Other news from the state of Philadelphia schools event

Parker, who led off the event, said she was pleased with the state of schools.

“The school district has continued to make steady and meaningful progress,” Parker said. “Test scores are rising, attendance is rising. Dropout rates are declining, and those gains are real, and they reflect what happens when we invest in our students.”

Parker emphasized her desire to have the city take over a list of abandoned district buildings. The school board took the first step in December, voting to authorize Watlington and his administration to begin negotiating with the city to do just that.

Parker said that some of the buildings have been vacant for as long as 30 years.
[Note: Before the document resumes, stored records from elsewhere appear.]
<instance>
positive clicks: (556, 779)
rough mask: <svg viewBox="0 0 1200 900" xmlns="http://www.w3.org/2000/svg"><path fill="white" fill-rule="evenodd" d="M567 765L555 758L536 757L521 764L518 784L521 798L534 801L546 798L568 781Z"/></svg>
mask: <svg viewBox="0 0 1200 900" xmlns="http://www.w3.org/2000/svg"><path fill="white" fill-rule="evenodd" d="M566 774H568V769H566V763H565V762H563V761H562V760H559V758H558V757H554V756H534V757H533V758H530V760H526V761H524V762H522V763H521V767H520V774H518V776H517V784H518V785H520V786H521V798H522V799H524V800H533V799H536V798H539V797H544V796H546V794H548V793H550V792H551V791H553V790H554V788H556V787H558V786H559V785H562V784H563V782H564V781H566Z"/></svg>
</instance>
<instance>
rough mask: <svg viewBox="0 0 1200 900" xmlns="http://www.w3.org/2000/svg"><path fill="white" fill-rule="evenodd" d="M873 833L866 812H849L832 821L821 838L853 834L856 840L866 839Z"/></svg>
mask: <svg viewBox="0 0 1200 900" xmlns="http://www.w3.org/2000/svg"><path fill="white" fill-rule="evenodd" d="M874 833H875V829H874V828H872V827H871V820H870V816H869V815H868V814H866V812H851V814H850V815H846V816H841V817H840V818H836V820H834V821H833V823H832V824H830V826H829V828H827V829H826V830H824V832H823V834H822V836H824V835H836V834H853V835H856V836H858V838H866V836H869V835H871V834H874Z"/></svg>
The district has not yet released a list of buildings to consider transferring, but the mayor said it includes at least 20 former schools.

“I want you to be clear about what my goal and objective is,” Parker said. “It’s not OK for me to have 20, 21 buildings consistently vacant, red on the school district’s balance sheet, generating no revenue and not at all working at their best and highest use. We’re going to find a way to do what has never been done in the city of Philadelphia before — develop a plan for those persistently vacant buildings.”

Watlington also ran down a laundry list of accomplishments, including ongoing fiscal stability and improvements on the National Assessment of Educational Progress, known as the nation’s report card.

He said the district would “retire” its structural deficit completely by 2029-30 though declined to give details.

He and Reginald Streater, president of the city’s school board, said the district still has a ways to go but has made strides. More than half of all district students still fail to meet grade-level standards in reading and math.

But, Watlington said, “I can assure you we’re making progress. We’re going to double down. More for our children, not less. More opportunities, more access, more exposure, more good things to come in 2026.”